The new evaporator is a Vortex Wood-Fired Evaporator from Leader Evaporator in Swanton, Vermont, and was installed  for the 2012 season.This new high efficiency rig exhausts less smoke into the atmosphere than a man smoking a pipe, as all of the unburned gases are used to boil the sap.We use wood only, as it is a totally renewable resource and we are not robbing the earth of fossil fuels.
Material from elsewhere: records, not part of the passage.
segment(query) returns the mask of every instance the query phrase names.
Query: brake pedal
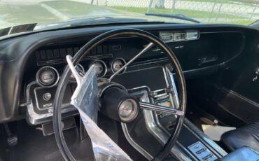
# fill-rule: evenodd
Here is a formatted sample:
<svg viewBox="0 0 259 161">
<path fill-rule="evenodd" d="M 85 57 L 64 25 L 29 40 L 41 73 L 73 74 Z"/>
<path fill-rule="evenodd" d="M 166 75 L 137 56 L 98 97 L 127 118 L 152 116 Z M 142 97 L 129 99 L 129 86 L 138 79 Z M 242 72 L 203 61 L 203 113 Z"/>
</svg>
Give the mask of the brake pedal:
<svg viewBox="0 0 259 161">
<path fill-rule="evenodd" d="M 7 144 L 9 146 L 13 146 L 17 145 L 18 142 L 18 138 L 17 135 L 11 133 L 8 125 L 7 123 L 4 123 L 4 127 L 7 134 Z"/>
</svg>

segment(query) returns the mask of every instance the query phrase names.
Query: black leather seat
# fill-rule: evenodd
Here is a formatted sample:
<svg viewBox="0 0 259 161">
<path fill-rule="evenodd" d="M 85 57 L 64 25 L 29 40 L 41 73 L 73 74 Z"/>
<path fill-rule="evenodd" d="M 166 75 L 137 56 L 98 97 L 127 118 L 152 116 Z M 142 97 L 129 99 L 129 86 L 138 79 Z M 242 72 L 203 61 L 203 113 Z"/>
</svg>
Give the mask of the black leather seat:
<svg viewBox="0 0 259 161">
<path fill-rule="evenodd" d="M 222 159 L 221 161 L 255 161 L 259 160 L 259 153 L 255 151 L 253 149 L 244 146 L 241 148 L 237 149 L 234 151 L 227 154 Z"/>
<path fill-rule="evenodd" d="M 230 150 L 246 146 L 259 151 L 259 120 L 224 133 L 221 141 Z"/>
</svg>

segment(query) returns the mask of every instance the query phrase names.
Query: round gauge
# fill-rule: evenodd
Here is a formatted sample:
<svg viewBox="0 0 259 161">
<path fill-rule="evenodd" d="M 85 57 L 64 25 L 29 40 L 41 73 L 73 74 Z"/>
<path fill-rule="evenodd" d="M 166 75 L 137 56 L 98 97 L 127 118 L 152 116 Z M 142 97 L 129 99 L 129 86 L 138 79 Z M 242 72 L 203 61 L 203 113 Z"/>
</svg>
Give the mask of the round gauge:
<svg viewBox="0 0 259 161">
<path fill-rule="evenodd" d="M 78 73 L 79 73 L 79 74 L 80 75 L 83 75 L 85 74 L 85 69 L 83 68 L 83 66 L 80 64 L 78 64 L 76 66 L 76 70 Z M 74 77 L 74 76 L 73 75 L 73 74 L 71 75 L 71 78 L 70 78 L 70 80 L 71 81 L 73 81 L 73 82 L 75 82 L 76 81 L 76 78 Z"/>
<path fill-rule="evenodd" d="M 122 58 L 116 58 L 113 59 L 113 61 L 111 62 L 111 71 L 113 73 L 115 73 L 118 70 L 120 70 L 125 64 L 126 64 L 126 62 Z M 120 74 L 122 74 L 126 71 L 126 68 L 125 68 Z"/>
<path fill-rule="evenodd" d="M 36 80 L 41 86 L 53 86 L 58 82 L 59 74 L 55 68 L 46 66 L 38 69 Z"/>
<path fill-rule="evenodd" d="M 107 71 L 107 66 L 104 61 L 95 60 L 92 64 L 94 64 L 96 75 L 98 77 L 104 76 Z"/>
</svg>

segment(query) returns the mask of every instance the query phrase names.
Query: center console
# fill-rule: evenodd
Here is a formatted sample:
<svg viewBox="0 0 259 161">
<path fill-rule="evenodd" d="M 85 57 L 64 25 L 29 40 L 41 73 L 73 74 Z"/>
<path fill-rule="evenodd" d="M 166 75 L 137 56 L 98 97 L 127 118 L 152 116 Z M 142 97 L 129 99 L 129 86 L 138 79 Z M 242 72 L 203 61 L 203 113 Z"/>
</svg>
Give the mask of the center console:
<svg viewBox="0 0 259 161">
<path fill-rule="evenodd" d="M 166 80 L 163 88 L 139 86 L 128 92 L 139 101 L 172 108 L 178 103 L 174 102 L 174 96 L 167 90 L 168 83 L 174 80 L 170 80 L 174 77 L 168 76 L 172 74 L 167 73 L 168 70 L 162 66 L 160 69 L 161 73 L 164 73 L 163 78 Z M 148 74 L 145 72 L 143 74 L 146 76 Z M 148 79 L 146 81 L 148 82 Z M 130 144 L 147 159 L 151 160 L 167 141 L 176 120 L 174 115 L 143 110 L 134 122 L 122 123 L 122 127 Z M 224 150 L 187 118 L 171 152 L 171 155 L 179 160 L 216 160 L 227 155 Z"/>
</svg>

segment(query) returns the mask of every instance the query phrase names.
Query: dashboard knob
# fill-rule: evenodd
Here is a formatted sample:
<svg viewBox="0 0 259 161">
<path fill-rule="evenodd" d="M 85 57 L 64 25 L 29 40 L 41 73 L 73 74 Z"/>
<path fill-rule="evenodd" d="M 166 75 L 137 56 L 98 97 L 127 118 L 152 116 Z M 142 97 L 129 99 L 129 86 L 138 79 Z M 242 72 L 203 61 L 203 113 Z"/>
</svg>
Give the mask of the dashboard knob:
<svg viewBox="0 0 259 161">
<path fill-rule="evenodd" d="M 53 86 L 57 83 L 59 74 L 57 71 L 51 66 L 43 66 L 38 69 L 36 76 L 36 80 L 41 86 Z"/>
<path fill-rule="evenodd" d="M 51 94 L 50 92 L 45 93 L 42 97 L 44 101 L 48 102 L 51 99 Z"/>
</svg>

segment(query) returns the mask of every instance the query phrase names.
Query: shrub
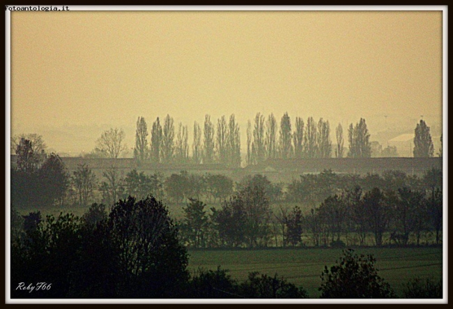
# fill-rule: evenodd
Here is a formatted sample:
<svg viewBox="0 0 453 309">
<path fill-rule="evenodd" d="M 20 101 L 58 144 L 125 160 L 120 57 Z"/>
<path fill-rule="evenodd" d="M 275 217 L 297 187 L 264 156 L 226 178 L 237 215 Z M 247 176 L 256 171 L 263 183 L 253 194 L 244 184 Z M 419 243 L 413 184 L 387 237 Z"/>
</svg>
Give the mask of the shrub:
<svg viewBox="0 0 453 309">
<path fill-rule="evenodd" d="M 395 297 L 390 285 L 379 277 L 374 268 L 372 255 L 360 256 L 352 249 L 343 250 L 344 256 L 337 265 L 321 276 L 319 287 L 325 299 L 384 299 Z"/>
<path fill-rule="evenodd" d="M 277 273 L 273 277 L 257 271 L 249 273 L 248 279 L 240 287 L 240 295 L 247 299 L 306 299 L 307 291 L 297 287 L 286 280 L 279 278 Z"/>
<path fill-rule="evenodd" d="M 420 278 L 411 279 L 406 284 L 403 296 L 405 299 L 441 299 L 442 280 L 436 282 L 427 278 L 423 282 Z"/>
</svg>

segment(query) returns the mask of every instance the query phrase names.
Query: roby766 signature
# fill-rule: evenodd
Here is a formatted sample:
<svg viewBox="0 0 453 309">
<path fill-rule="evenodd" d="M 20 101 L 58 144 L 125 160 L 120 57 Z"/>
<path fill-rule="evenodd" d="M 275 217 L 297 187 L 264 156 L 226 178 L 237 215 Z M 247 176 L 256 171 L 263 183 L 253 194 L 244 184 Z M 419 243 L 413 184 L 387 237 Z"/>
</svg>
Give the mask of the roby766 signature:
<svg viewBox="0 0 453 309">
<path fill-rule="evenodd" d="M 33 283 L 30 283 L 29 285 L 25 286 L 25 282 L 20 282 L 16 289 L 20 289 L 23 291 L 29 291 L 29 293 L 31 293 L 33 290 L 36 291 L 45 291 L 50 289 L 52 287 L 52 283 L 46 282 L 38 282 L 36 285 L 33 285 Z"/>
</svg>

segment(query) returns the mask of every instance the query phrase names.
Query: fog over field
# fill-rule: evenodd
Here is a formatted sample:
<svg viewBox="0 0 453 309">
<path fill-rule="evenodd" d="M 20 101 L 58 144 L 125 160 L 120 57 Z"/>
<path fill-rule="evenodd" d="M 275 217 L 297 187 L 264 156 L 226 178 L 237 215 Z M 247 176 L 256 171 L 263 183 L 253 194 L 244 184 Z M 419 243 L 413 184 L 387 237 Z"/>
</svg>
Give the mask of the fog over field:
<svg viewBox="0 0 453 309">
<path fill-rule="evenodd" d="M 234 114 L 243 153 L 257 112 L 363 117 L 384 146 L 421 118 L 442 130 L 441 11 L 15 12 L 11 47 L 11 135 L 71 156 L 114 127 L 130 149 L 137 117 L 167 114 L 190 142 Z"/>
</svg>

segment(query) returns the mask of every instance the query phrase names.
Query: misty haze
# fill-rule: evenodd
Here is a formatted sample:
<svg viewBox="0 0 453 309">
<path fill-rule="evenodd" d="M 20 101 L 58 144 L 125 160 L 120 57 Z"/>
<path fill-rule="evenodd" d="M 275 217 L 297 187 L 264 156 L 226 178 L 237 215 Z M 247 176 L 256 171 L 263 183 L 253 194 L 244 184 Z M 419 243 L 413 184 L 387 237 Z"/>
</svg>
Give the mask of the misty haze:
<svg viewBox="0 0 453 309">
<path fill-rule="evenodd" d="M 443 299 L 443 17 L 11 13 L 10 297 Z"/>
</svg>

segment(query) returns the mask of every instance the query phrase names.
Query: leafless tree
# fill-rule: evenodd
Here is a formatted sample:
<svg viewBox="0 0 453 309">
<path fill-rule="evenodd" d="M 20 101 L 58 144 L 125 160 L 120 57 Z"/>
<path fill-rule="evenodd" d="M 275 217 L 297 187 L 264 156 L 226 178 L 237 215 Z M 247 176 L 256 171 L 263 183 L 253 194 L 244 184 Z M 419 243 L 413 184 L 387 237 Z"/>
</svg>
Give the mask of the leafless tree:
<svg viewBox="0 0 453 309">
<path fill-rule="evenodd" d="M 124 144 L 123 129 L 111 128 L 105 131 L 96 141 L 96 148 L 112 159 L 116 159 L 128 148 Z"/>
</svg>

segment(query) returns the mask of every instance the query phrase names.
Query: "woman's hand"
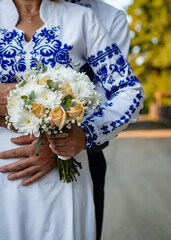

   Once the season is finished comes the process of cleaning up, which we are very diligent about. By keeping our equipment as good as new, we feel we have more quality control over the end product, our maple syrup, butter and sugars. At the end of each season we fill the pans with left over sap, which is allowed to ferment into vinegar and clean the pans as they were when they first arrived from the manufacturer. We use a mild chlorine solution to wash out the tubing, after all we are in the middle of a sugarbush, so we do not wish to dump harsh chemicals into that environment.

    We believe by taking these steps we are making less of a carbon imprint on our fragile planet, so that there can be many more generations to come to enjoy making  and enjoying maple syrup.